In the City
Going nowhere
Tony Rudd
The fact is that the experts can't really tell us where this economy is going. A month or two ago everybody was doomladen, and the prospect for 1982 and even 1983 looked desperate. Then some perceived a patch of blue in the sky; it was reported that the atmosphere at the CBI conference this year was much more 'hopeful' than last year and that the 'industry is leaner, fitter and healthier' school was in the ascendant. We also had the view put round that, although America's economy has clearly fallen off the edge of a cliff, this wouldn't affect the UK all that amount because Europe, to which a large and increased volume of our trade now goes will, for various reasons, be relatively sheltered from the depression from across the Atlantic.

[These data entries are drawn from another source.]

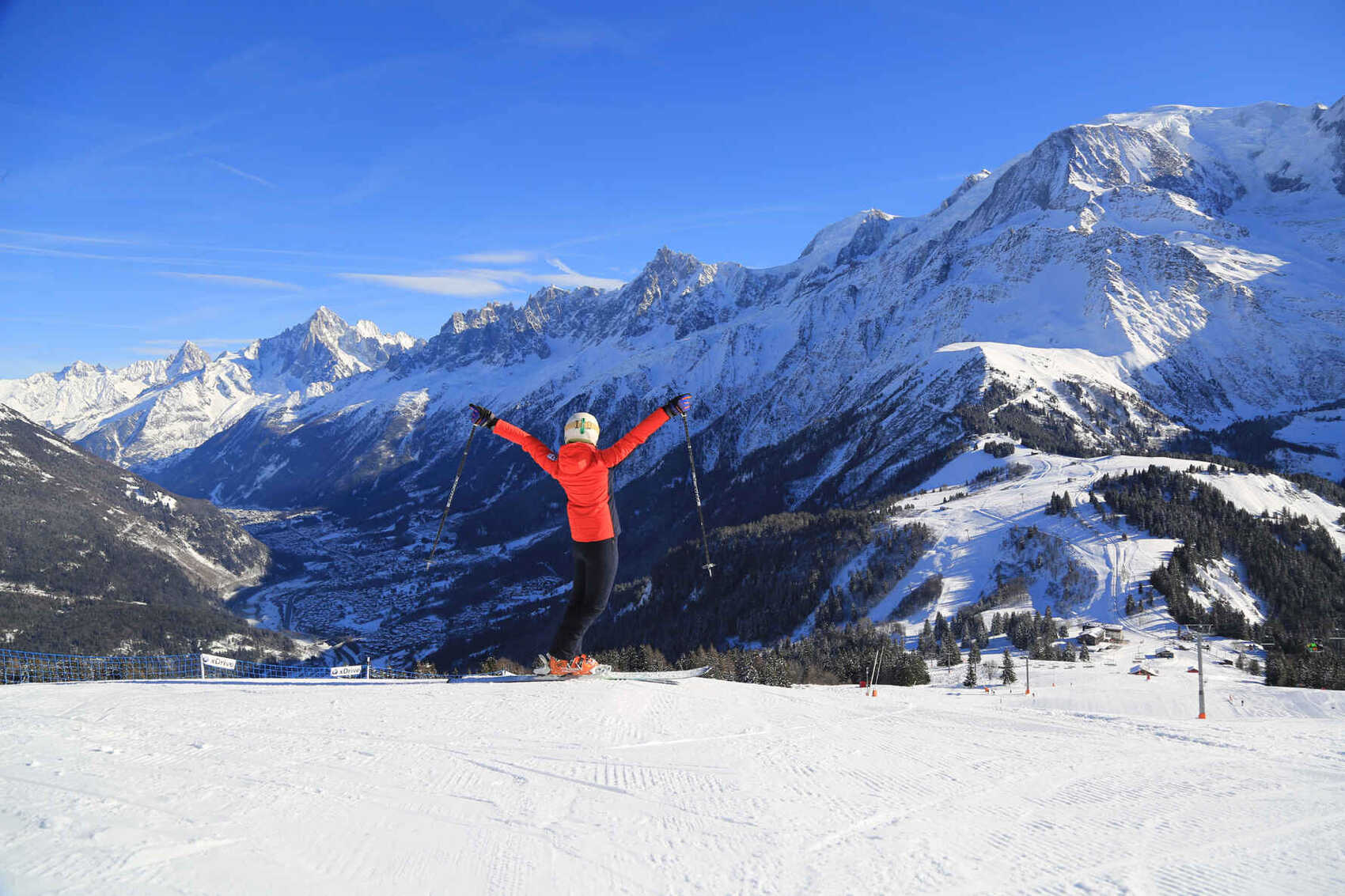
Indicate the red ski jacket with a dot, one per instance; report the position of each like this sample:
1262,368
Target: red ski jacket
582,471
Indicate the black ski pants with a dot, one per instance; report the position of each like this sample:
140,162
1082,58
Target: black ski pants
595,573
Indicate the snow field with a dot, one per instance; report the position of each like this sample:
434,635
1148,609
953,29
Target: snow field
1103,783
970,531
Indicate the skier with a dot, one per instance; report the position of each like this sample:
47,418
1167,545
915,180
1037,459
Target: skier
582,468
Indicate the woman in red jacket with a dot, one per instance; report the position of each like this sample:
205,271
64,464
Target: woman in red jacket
582,468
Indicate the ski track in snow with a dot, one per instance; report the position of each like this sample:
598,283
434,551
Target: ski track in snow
1101,782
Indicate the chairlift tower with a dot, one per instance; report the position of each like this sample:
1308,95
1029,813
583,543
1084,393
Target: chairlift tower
1200,661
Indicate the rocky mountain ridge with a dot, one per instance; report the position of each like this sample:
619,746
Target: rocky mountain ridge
151,410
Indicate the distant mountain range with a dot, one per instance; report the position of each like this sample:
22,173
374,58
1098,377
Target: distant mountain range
1169,278
153,410
94,558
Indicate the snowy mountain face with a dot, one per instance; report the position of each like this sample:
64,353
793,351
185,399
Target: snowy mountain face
1127,283
97,558
153,410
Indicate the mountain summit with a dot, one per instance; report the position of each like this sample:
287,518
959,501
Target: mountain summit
152,410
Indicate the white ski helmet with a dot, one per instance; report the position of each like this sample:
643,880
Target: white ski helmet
582,428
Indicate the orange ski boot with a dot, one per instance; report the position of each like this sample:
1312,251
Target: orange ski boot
585,665
557,666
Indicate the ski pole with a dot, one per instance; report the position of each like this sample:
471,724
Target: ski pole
695,487
451,493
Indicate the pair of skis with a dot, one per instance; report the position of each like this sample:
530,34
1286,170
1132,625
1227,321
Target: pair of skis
661,677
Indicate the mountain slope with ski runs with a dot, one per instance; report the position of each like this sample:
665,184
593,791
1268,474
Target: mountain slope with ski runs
1141,282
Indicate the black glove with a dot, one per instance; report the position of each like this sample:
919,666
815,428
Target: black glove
482,418
678,405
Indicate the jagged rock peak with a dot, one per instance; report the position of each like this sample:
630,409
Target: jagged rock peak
835,237
188,360
81,369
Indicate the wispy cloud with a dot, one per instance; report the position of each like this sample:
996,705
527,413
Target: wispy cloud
506,257
63,237
580,36
240,172
484,283
230,280
161,346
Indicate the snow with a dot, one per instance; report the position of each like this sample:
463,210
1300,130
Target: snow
970,531
1101,781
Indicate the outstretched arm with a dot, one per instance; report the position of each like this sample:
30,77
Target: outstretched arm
529,443
622,448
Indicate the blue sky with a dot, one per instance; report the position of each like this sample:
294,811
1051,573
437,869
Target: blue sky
215,171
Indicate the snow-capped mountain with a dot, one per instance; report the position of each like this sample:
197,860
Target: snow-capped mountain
152,410
97,558
1127,283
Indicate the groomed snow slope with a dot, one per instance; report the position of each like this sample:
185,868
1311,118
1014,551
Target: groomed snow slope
972,531
707,788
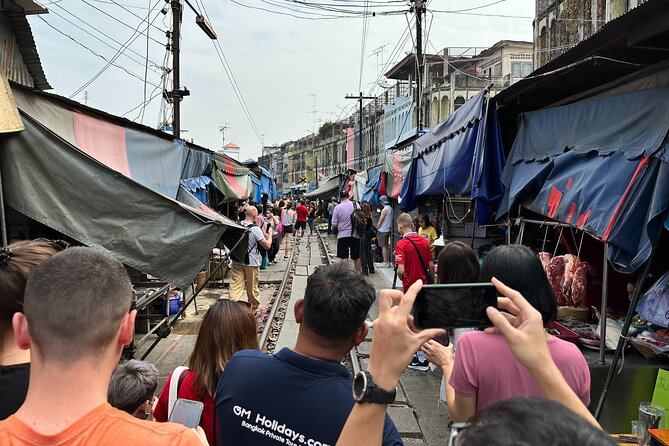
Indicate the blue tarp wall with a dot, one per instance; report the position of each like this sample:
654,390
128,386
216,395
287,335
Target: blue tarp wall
601,165
463,155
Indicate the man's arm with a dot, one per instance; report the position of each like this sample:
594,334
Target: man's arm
266,242
460,408
393,345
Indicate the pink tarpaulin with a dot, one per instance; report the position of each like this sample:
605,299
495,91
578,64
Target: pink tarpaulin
103,141
350,148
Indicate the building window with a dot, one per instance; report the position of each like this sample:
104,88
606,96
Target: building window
521,69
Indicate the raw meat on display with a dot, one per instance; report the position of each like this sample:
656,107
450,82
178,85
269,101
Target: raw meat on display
580,282
545,258
570,264
555,274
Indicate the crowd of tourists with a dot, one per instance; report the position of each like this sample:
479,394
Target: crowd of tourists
66,314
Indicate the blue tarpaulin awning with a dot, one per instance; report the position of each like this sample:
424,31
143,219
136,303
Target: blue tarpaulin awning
463,155
371,191
608,174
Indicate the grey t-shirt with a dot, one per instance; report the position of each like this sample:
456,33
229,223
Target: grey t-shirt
255,235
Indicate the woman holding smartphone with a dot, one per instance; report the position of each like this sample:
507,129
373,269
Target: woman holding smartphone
485,370
227,328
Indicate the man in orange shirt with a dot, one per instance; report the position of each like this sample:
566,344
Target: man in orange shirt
76,320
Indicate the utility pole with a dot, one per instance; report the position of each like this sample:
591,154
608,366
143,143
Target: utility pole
176,94
360,97
420,10
313,138
176,99
222,129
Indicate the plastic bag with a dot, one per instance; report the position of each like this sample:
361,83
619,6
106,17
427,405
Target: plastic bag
654,305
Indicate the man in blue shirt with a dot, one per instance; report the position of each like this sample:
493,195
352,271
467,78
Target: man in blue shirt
301,396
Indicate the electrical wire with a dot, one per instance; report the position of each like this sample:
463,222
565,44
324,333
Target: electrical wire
107,36
116,19
131,39
231,77
92,51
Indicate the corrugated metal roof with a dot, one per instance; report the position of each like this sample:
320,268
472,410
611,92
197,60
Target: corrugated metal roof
630,43
26,45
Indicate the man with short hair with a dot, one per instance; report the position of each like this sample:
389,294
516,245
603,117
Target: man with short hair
385,227
302,212
348,243
414,261
76,321
301,396
132,388
331,205
244,276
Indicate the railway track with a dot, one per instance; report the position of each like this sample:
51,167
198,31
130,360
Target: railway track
279,304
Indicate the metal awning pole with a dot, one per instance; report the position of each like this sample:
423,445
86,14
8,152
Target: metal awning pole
605,298
3,221
631,310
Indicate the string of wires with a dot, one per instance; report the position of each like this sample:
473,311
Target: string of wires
231,77
326,11
136,34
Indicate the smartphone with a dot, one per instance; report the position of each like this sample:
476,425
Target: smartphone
457,305
187,412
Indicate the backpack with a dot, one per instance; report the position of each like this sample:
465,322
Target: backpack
247,261
359,221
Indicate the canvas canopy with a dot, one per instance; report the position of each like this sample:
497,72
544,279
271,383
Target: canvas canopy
462,155
370,192
231,178
395,169
50,181
608,175
330,188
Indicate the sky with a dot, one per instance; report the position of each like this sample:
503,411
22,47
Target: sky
280,63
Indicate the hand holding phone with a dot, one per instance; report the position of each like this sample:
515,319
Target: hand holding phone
187,412
458,305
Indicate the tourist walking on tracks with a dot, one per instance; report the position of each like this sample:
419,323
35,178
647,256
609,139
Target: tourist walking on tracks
366,236
313,212
17,262
288,221
414,262
273,223
385,227
331,205
302,213
227,327
304,394
76,320
244,274
348,244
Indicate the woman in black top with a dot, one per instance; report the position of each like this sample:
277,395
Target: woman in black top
17,263
366,255
311,216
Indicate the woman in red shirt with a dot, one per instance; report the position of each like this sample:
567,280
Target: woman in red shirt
227,328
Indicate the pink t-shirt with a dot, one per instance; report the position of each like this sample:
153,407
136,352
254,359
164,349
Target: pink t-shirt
486,369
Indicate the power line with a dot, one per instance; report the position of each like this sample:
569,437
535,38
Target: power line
118,20
52,11
92,51
231,78
132,38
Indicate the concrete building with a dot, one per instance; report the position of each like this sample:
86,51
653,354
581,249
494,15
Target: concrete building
389,121
561,24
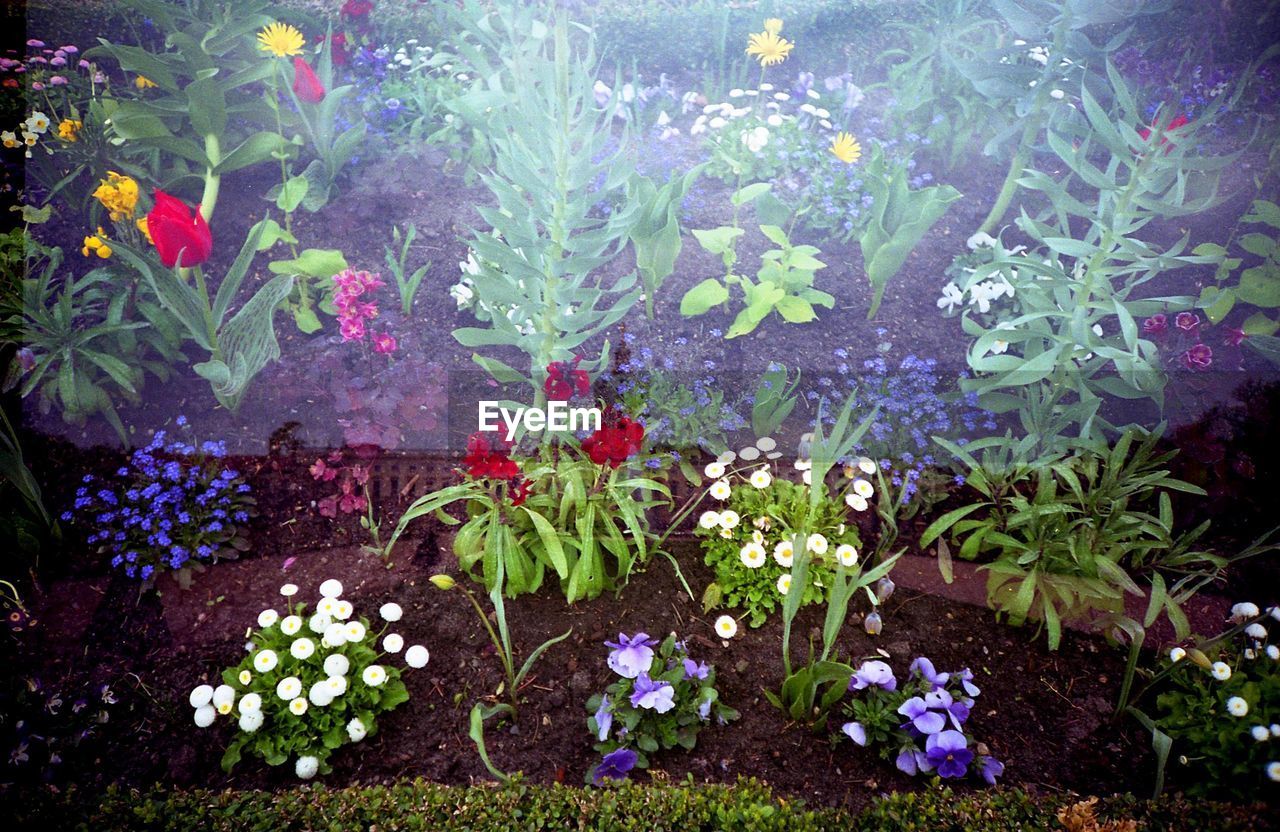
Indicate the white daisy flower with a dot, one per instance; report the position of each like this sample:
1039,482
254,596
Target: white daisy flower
416,656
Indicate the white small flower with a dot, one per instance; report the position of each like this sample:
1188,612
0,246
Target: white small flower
337,664
205,716
306,767
752,556
265,662
251,721
1244,609
416,656
288,688
201,695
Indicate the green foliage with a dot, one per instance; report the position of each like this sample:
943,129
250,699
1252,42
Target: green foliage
1256,286
750,544
238,344
1073,535
784,283
900,218
644,730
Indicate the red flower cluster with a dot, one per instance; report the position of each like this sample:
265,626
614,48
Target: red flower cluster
177,231
565,380
617,439
306,83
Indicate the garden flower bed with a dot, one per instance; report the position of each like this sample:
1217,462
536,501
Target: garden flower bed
416,396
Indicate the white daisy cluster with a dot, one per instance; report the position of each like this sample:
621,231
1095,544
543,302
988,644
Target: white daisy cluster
323,666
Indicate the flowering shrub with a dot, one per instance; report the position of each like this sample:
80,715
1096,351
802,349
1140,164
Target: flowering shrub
920,722
748,539
174,506
1223,708
314,681
661,699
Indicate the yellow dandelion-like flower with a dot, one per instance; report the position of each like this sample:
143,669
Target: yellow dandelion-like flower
768,48
69,129
846,149
282,40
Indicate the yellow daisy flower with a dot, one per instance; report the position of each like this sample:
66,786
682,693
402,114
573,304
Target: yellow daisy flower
846,149
69,129
282,40
768,48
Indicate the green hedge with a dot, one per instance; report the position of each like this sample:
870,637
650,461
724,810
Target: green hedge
629,808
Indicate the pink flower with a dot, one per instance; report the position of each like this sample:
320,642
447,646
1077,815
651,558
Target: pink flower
1198,357
1156,324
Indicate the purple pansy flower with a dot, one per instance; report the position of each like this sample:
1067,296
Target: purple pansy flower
855,731
922,718
615,766
873,675
947,752
653,695
603,718
631,656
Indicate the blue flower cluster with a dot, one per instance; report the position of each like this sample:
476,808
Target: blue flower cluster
174,502
913,407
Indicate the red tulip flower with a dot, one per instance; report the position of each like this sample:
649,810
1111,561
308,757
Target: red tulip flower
563,379
178,231
616,440
306,85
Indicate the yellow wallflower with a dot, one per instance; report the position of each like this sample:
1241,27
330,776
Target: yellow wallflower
69,129
97,245
118,195
282,40
846,149
768,48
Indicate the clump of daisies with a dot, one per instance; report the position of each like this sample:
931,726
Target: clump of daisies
315,679
661,699
750,525
1220,704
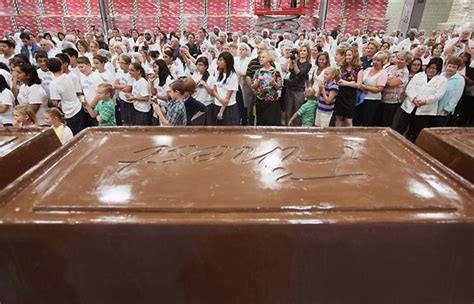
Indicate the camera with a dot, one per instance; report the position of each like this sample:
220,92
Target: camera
293,54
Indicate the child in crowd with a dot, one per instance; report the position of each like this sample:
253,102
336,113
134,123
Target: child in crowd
55,118
24,116
89,81
176,110
104,111
327,96
307,111
140,96
7,101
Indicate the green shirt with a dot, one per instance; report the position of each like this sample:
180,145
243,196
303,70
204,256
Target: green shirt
307,111
106,110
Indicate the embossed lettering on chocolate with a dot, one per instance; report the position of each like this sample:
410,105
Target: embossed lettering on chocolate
21,149
237,215
454,147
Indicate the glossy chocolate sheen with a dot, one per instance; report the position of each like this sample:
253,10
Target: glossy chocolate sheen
21,149
454,147
237,215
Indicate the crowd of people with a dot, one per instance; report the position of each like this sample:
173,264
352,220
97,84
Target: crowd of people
319,78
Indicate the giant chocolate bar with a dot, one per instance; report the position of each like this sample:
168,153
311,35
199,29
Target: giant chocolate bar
21,149
454,147
236,215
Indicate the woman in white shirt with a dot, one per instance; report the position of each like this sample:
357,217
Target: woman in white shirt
7,101
30,92
160,82
244,99
226,111
140,95
421,102
123,85
205,83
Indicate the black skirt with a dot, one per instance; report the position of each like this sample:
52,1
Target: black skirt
345,102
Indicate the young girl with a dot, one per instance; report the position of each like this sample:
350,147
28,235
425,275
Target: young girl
328,91
55,118
140,95
7,101
24,116
104,111
307,110
225,109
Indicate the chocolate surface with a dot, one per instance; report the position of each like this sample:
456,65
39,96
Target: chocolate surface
21,149
237,215
454,147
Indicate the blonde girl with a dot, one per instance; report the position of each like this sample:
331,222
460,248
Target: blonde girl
55,118
328,91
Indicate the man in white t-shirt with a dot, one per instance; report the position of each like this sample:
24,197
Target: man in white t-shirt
76,79
63,96
89,82
43,73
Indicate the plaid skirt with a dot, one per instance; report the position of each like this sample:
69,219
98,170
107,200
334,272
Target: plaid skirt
126,111
231,116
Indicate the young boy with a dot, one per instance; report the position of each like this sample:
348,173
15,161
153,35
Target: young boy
307,110
176,110
104,111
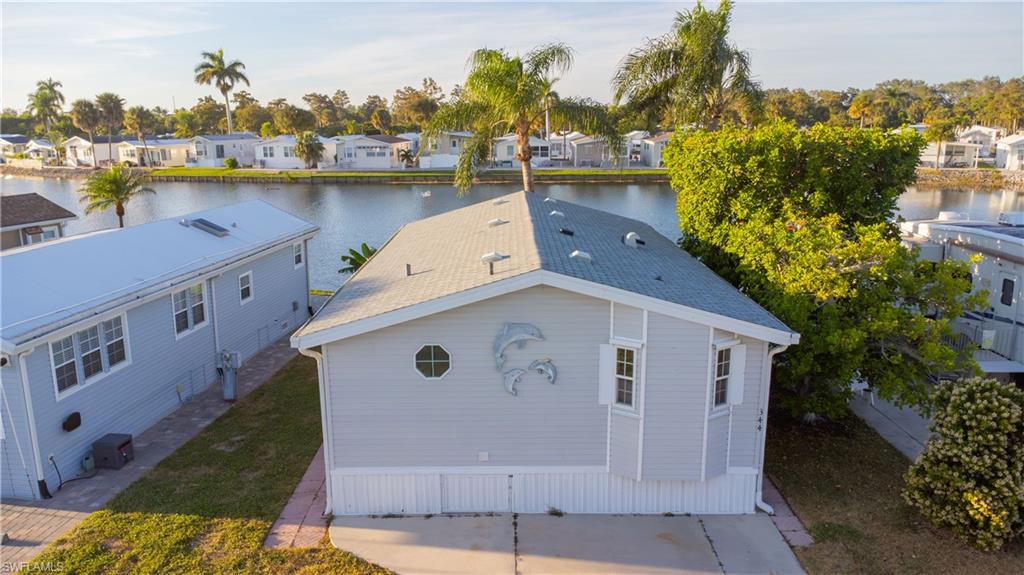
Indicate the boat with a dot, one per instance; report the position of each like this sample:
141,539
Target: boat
997,249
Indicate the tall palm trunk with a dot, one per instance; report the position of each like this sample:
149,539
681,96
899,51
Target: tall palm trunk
524,156
227,111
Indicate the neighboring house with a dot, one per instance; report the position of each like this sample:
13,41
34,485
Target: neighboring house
445,150
634,144
41,148
80,152
949,155
652,149
505,148
110,332
30,218
560,357
164,152
377,151
561,150
591,151
1010,152
279,153
210,150
981,135
12,143
994,252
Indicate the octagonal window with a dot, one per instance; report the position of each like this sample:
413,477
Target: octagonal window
432,361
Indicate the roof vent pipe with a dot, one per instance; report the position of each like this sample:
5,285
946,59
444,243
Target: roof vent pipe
578,255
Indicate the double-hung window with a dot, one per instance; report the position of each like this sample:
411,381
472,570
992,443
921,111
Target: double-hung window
722,369
88,353
246,286
189,308
625,377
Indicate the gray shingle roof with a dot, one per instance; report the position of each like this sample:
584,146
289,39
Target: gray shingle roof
444,253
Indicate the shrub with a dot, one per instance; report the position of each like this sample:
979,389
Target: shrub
971,477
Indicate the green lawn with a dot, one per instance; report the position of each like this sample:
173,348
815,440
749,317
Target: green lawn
844,482
303,174
208,506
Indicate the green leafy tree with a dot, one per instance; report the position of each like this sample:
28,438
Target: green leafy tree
46,102
692,75
223,75
112,109
801,220
113,188
971,477
87,118
138,121
308,148
512,94
354,259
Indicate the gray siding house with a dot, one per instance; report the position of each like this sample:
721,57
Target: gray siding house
523,353
121,326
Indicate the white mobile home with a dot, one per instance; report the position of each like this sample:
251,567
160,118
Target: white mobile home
444,151
981,135
110,332
164,152
995,253
279,153
527,354
210,150
1010,152
79,151
371,152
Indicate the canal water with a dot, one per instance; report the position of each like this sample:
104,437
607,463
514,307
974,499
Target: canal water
351,214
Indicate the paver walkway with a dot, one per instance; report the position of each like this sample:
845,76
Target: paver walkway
302,523
33,525
901,427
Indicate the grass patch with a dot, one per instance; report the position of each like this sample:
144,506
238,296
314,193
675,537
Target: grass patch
844,482
207,509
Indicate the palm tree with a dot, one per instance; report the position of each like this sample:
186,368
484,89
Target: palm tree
112,109
308,148
213,70
356,259
86,117
116,186
505,93
138,120
46,102
690,75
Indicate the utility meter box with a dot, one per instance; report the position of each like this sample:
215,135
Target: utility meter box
113,450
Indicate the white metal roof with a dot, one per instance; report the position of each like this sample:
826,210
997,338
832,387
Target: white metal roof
444,253
54,283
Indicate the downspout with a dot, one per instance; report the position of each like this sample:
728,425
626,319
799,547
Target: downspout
760,502
44,492
325,425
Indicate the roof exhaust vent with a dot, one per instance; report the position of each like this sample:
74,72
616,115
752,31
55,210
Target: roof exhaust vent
209,227
583,256
633,239
491,258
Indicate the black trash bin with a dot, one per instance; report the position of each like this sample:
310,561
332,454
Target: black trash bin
113,450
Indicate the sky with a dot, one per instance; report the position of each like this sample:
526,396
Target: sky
145,51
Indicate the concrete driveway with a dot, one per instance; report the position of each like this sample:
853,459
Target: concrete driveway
574,543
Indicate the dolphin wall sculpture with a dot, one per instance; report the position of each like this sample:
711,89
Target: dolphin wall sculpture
517,334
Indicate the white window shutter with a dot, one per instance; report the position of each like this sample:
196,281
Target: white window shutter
737,364
606,374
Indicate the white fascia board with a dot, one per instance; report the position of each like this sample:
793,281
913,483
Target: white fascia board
542,277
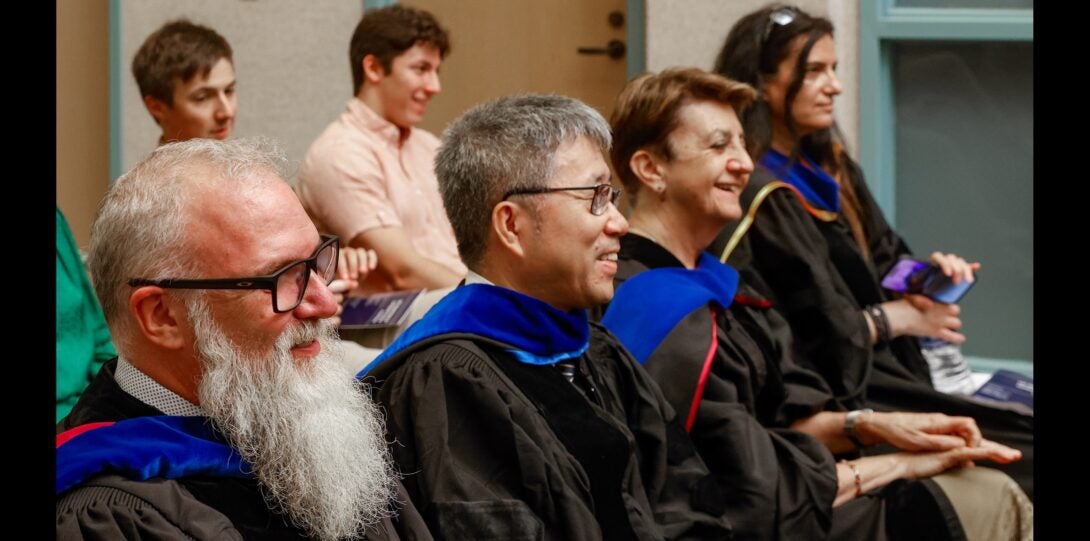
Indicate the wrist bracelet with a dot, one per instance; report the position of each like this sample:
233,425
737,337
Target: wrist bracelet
859,479
882,333
849,425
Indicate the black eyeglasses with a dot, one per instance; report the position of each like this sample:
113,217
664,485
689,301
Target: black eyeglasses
604,194
288,284
782,16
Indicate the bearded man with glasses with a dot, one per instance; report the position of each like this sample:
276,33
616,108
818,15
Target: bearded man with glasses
519,417
227,413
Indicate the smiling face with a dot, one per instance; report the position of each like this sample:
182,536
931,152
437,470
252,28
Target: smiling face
812,108
571,254
401,95
256,232
203,106
710,166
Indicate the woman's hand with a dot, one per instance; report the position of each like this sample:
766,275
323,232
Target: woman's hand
876,471
917,315
918,465
918,432
954,266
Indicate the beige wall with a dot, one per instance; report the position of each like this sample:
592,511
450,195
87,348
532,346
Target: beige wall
83,137
691,32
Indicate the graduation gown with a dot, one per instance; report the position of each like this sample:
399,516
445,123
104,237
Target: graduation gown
213,505
726,368
496,443
816,276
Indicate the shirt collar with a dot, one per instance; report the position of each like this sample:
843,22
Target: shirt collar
368,120
149,392
472,277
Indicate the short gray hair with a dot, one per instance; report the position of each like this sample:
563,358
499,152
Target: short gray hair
501,145
140,230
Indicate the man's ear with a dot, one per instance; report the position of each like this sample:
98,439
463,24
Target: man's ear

Furthermore, domestically, we appeared now to have got into a virtuous cycle again in terms of interest rates and the exchange rate; because American interest rates are now falling, ours can decline at a slightly lesser rate with a consequent healthy upwards push being given to the sterling exchange rate and thus fulfilling one of Mrs Thatcher's cherished antiinflation objectives.
As a result of all this, the stock market has been behaving better, interest rates have been falling and gilts are once again an instrument out of which to make money. All well and good. But no sooner have the first rays of sunshine illuminated our gloom than some more cloud comes along to eclipse them. We hear that industry is not on the whole recovering its poise. The CBI's latest survey of business confidence has not produced anything but the gloomiest of pictures. And although there are pieces of individual good news still to be found in specific areas, to wit, the apparent likelihood of a substantial order for British Aerospace for training aircraft for the US Navy, the overall volume of business for industry in this country is still far too low and shows few signs of rising. Stocks are still being run down. Labour is still being shed. These underlying trends which are not satisfactory are also reflected in the underlying trends in the markets. The movements in the stock market during the past few weeks have been indeterminate. Prices have swung first one way then the Other. Except for the excitement generated by the two new issues, Cable & Wireless and Exco, little real progress has been made. One leading technical analyst has commented that what has really been happening has been the transfer of shares from strong to weak hands, meaning that, on balance, long term investors have been selling to Speculators. It is difficult to pin down evidence for this kind of generalisation but it is true to say that most commentators agree that a market that is getting nowhere, is sooner or later going to burst out of its narrowing trading range decisively, one way or the other. And the bets are that when this 'breakout' does in fact occur it will be downwards.
If that is correct it will of course produce what is a fairly unusual situation, namely that equity.prices will be falling whilst gilts will be rising. This would be classic depression stuff. For usually the two go together with falling interest rates helping sentiment improve in equity markets. They only go in opposite directions when the economic background is so poor that despite a fall in interest rates conditions are still deteriorating for industry. Classically this is what happened in the early Thirties when interest rates fell through the floor but took the equity market with them. Those were the days when businessmen couldn't make money even though it was available in abundance at 2 per cent. The same point is made by many in business today that, although they may soon be able to borrow at say 12 per cent, which is extraordinarily low by the standards of the last two years, they still won't be able to make a profit and it's no use borrowing if the money can't be used to earn a return above its cost.
It is the prospect of this situation arising that is making the markets so difficult to read. But there is another factor complicating the scene too. Our interest rates are only being allowed to fall now because American interest rates are declining. Thus the widespread expectation at the moment is that, because the outlook is so grim in the US, interest rates there will go on falling way down into single figures with a huge gain to come in the bond market. But even here there are doubts. It is now evident that US economic policy has got into exactly the same set of difficulties that the UK had reached when the present administration was elected. Contrary to the confident expectations of the US administration that they would avoid all Mrs Thatcher's mistakes, they appear to have followed them with an uncanny accuracy, the only difference being the scale — which, in their case, is awesome. For the details we are indebted to the young Mr Stockman, who was in on the planning stages of Reaganomics and has revealed all in the Atlantic Monthly. Anyhow, this being the case, it may well be that the inflation which has, perversely, been well preserved in the US economy during this past year will prevent in 1982 and 1983 that long-awaited decline in interest rates and instead will condemn the Americans to exactly the same kind of irritating and unhealthy combination that we have been experiencing here, namely of a flagging economy unable to shake off persistent inflationary pressures. That produces the worst of both worlds, as we know to our cost. If this is what is in prospect, then the current decline in interest rates is not a phenomenon with which we are going to live for very long and the bonds which investors are now tucking away will after all turn out to be sardines for trading rather than eating.